Many nurses in captivity cared for hundreds of inmates in primitive conditions until they were liberated in 1945. Nurses were at Pearl Harbor, Australia, New Guinea, Iwo Jima, Anzio, China, Burma, and India, as well as England and France after D-Day. Navy nurses were in many of the same locations, many times as prisoners of war. Due to wartime alliance, women were stationed in the Ukraine during attacks by the German Luftwaffe, and were in England during the Blitz and "buzz bombs." A summary of the corps of command shows the depth of commitment. Women served in the Army Nurses Corps; Navy Nurses Corps; Women's Army Corps (WAAC and WAC); WAVES; Marine Corps Women's Reserve; Coast Guard Women's Reserves (SPAR); Women's Air Force Service Pilots (WASP); as well as Army dietitians, physical therapists and occupational therapists. Initially hoped to be recruited to help "free a man" for able bodied military service, women in WW2 went with men to all corners of the globe and all theaters of operation, north, south, east, and west. To all those brave recruits, who as military casualties never returned to the United States, this well written book is a memorial to their bravery and heroism.”

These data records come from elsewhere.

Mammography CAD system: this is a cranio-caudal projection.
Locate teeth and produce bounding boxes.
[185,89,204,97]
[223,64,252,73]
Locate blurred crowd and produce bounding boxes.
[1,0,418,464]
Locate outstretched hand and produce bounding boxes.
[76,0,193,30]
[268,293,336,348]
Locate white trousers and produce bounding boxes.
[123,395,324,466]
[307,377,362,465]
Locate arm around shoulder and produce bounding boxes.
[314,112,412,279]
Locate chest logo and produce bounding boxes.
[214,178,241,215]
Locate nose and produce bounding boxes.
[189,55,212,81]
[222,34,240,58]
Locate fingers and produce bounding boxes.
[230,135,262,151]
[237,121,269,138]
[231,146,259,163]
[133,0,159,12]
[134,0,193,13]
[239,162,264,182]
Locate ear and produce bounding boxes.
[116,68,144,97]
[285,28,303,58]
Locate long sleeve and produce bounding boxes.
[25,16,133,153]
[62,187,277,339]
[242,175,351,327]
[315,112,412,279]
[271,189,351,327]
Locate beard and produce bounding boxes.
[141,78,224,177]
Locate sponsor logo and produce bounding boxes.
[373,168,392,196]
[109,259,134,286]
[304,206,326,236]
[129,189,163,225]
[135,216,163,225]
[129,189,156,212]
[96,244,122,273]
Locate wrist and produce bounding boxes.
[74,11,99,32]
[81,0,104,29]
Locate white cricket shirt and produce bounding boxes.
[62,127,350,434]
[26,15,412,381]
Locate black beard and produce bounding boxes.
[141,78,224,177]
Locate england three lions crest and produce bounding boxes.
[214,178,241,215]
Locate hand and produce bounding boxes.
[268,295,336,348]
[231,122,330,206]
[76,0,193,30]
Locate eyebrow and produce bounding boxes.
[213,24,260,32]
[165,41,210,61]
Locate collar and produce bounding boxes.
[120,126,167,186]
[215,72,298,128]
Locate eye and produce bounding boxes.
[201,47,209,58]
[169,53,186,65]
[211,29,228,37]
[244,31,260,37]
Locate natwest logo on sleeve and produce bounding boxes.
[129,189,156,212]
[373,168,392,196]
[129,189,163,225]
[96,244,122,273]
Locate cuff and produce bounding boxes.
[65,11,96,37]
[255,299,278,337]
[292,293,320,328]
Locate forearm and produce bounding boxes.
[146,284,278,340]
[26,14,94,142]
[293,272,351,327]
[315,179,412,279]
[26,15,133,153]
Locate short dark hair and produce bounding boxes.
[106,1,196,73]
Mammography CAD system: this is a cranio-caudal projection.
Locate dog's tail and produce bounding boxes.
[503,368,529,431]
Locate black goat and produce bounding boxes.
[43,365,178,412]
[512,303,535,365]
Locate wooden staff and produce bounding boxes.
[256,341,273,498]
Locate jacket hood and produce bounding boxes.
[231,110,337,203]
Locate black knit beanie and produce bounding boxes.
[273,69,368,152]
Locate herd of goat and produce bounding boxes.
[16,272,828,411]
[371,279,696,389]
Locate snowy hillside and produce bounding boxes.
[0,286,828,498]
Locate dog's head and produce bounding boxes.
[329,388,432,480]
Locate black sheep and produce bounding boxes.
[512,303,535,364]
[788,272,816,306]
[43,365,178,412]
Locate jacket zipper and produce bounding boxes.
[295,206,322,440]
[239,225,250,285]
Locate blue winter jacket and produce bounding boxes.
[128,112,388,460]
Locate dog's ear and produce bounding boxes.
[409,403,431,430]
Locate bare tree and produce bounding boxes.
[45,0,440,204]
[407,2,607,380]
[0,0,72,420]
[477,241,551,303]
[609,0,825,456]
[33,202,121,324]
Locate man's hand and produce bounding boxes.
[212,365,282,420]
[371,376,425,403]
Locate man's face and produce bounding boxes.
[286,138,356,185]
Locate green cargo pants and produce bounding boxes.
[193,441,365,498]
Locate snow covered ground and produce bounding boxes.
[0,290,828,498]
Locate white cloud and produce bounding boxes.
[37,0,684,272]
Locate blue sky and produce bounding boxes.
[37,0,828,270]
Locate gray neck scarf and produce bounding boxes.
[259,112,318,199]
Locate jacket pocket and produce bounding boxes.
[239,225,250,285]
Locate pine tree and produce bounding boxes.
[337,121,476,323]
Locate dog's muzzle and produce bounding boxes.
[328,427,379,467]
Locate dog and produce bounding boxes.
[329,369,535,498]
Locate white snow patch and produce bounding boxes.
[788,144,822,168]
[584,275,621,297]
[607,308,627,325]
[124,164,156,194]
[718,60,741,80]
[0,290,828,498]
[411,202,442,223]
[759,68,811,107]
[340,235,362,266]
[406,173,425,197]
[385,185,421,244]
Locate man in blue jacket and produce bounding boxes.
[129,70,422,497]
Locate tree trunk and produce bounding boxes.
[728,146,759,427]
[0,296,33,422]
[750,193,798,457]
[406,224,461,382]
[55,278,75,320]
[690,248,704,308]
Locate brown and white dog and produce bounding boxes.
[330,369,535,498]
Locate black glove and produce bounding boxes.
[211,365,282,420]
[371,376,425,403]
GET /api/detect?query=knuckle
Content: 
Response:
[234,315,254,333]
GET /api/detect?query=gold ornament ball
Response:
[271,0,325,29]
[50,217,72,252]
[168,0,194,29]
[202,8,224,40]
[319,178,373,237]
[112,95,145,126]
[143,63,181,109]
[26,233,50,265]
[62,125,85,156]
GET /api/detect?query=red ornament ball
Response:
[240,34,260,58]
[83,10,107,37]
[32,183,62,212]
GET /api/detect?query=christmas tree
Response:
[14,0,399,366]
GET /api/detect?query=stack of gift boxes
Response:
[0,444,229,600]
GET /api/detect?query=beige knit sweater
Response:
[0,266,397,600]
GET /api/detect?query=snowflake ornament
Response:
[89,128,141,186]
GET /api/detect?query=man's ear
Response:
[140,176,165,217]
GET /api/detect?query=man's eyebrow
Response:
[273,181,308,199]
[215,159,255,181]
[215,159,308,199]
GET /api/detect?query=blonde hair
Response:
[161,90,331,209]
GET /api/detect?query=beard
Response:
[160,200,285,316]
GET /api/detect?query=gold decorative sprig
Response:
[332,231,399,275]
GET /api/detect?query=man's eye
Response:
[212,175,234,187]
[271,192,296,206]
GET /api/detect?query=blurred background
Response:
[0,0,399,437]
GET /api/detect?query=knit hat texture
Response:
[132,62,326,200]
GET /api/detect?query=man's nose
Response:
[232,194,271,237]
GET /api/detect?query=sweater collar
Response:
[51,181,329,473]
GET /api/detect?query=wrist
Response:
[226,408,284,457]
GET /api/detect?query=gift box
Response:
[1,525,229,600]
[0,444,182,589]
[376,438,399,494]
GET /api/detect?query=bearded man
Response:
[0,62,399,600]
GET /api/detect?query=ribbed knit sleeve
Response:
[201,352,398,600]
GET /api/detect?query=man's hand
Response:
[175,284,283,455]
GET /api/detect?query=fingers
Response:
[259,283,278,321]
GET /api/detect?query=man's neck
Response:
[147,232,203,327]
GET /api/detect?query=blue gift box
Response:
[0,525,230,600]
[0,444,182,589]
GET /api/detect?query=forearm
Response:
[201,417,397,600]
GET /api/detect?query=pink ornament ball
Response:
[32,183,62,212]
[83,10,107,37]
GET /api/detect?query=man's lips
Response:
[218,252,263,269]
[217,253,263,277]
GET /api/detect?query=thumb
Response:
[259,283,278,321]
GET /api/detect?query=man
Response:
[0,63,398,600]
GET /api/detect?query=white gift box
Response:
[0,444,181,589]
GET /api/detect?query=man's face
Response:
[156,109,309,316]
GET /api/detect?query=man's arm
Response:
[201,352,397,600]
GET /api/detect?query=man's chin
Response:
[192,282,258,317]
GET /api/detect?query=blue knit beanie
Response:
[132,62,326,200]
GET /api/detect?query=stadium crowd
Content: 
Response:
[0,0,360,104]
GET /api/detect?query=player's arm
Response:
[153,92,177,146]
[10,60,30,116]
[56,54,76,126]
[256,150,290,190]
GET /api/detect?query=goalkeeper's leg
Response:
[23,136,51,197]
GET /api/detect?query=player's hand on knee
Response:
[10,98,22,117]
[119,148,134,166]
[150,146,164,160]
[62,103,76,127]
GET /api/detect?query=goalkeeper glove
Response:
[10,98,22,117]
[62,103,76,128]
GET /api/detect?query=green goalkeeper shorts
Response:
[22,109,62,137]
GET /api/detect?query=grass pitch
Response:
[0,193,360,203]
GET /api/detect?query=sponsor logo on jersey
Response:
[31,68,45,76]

In Defense of a Nation: Servicewomen in World War II
Vandamere Press  More Info

Women in the Military: An Unfinished Revolution
Jeanne Holm  More Info

According to publisher’s weekly, Women in the Military: An Unfinished Revolution, “Holm has updated this standard work, originally published in 1982, by adding material on the role of military women in the Grenada, Panama and Persian Gulf campaigns, along with a discussion of the bitter ongoing debate over the combat exclusion laws and draft policies relating to women. A retired Air Force major general, she chronicles women's struggle for a proper place in the armed services in the face of the sexist male leadership, which tolerated their presence as nurses and office clerks but did not take them seriously as soldiers until such breakthroughs as the introductions of weapons training in 1975 and the graduation of the first female cadet from West Point in 1980. Holm describes how Operation Desert Storm in 1991 became the catalyst for demands to review in practical terms the role of women in combat. She shines both as scholar and as journalist, and her account of how women have earned the right to be treated as "members of the first team rather than as a protected subclass" is eloquent, inspiring and richly informative. Director of Women in the Air Force (WAF) from 1965 to 1973, Holm was the first woman to attain two-star rank in the U.S. armed forces.”